Aus lutherischer Sicht anerkennen muss man bei den Evangelischen Freikirchen ihre Wertschätzung der Heiligen Schrift, die Zentrierung ihrer Verkündigung auf das Heilswerk Christi sowie ihr vielfältiges missionarisches und diakonisches Engagement. Hier leisten auch theologisch in vielem sehr fragwürdige Gruppierungen wie etwa die Heilsarmee Bedeutendes aus ihrem Glauben an Christus heraus, das wir nur mit Respekt zur Kenntnis nehmen können.

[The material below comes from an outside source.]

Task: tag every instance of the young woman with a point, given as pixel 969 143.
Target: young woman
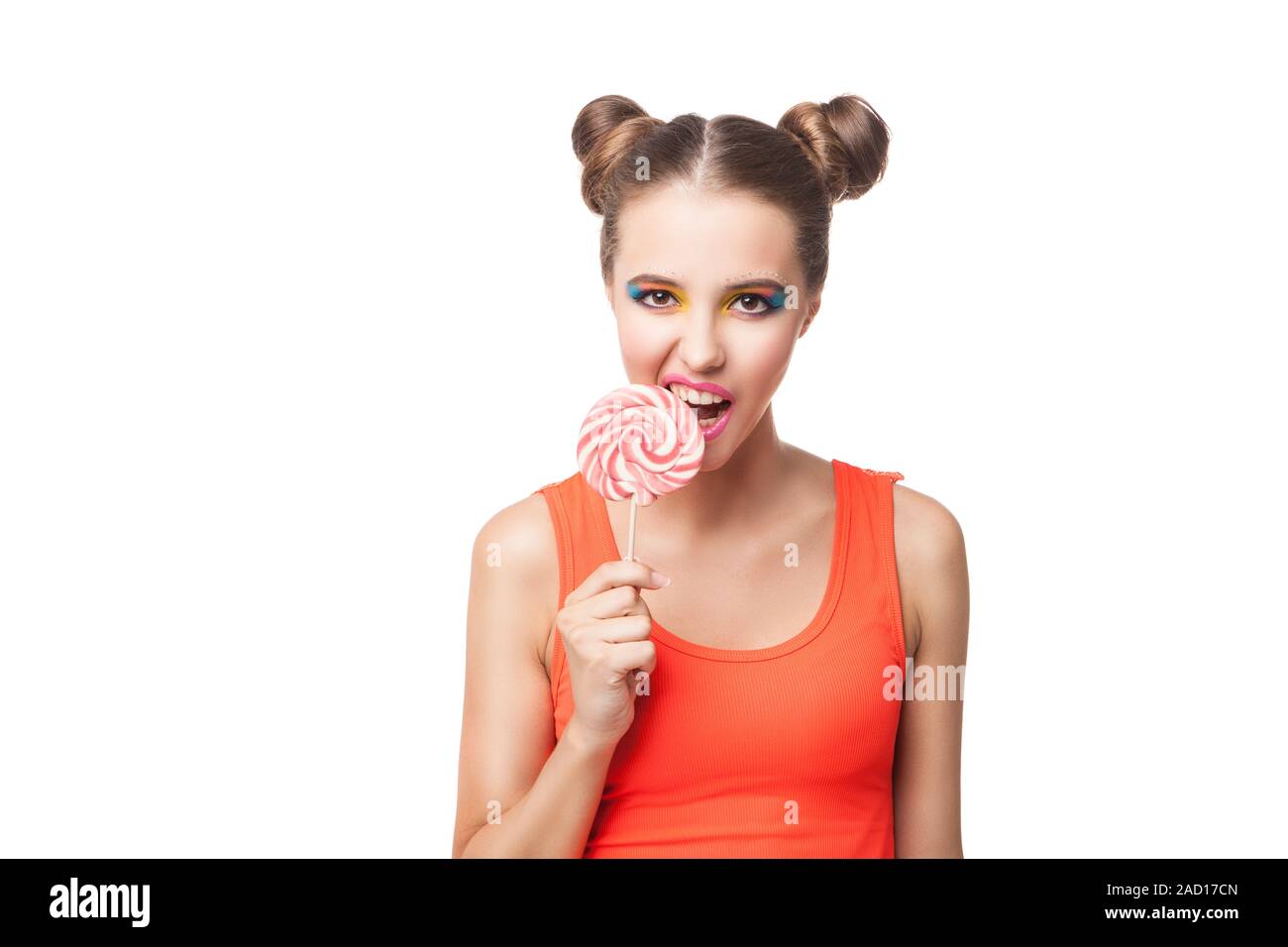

Dennoch stehen die Evangelischen Freikirchen der lutherischen Kirche in vielerlei Hinsicht eher fern: Dies hängt damit zusammen, dass sie in ihren Ursprüngen alle miteinander stark reformiert geprägt sind. Dies wirkt sich aus in ihrem Verständnis der Sakramente, nicht zuletzt auch des Heiligen Abendmahls, und auch in der Gestaltung ihrer Gottesdienste. Grundsätzlich legen die Freikirchen besonderen Wert auf die Mitwirkung des Menschen in seiner Bekehrung und Rechtfertigung: Der Mensch ist dazu in der Lage, sich in freier Entscheidung Christus zuzuwenden. Von daher reicht es nicht aus, dass dem Menschen das Heil einfach geschenkt wird; auch er muss in diesem Geschehen seinen Beitrag durch seine Entscheidung und auch später im Prozess seiner Heiligung leisten. Ausdruck dieses ganz anderen Verständnisses der Rettung des Menschen ist das Taufverständnis der meisten Freikirchen: Da ein Säugling keine bewusste Entscheidung fällen kann, darf er noch nicht getauft werden; die Gültigkeit einer Taufe hängt am Bewusstsein und Verstehen dessen, der getauft wird. Mit der Praxis der Wiedertaufe stellen sich die meisten Freikirchen außerhalb des ökumenischen Konsenses der Christenheit; sie haben darum im Jahr 2007 auch nicht die Magdeburger Erklärung mit unterschrieben, in der die verschiedenen Kirchen in Deutschland gegenseitig die in den anderen Kirchen praktizierte Taufe anerkennen.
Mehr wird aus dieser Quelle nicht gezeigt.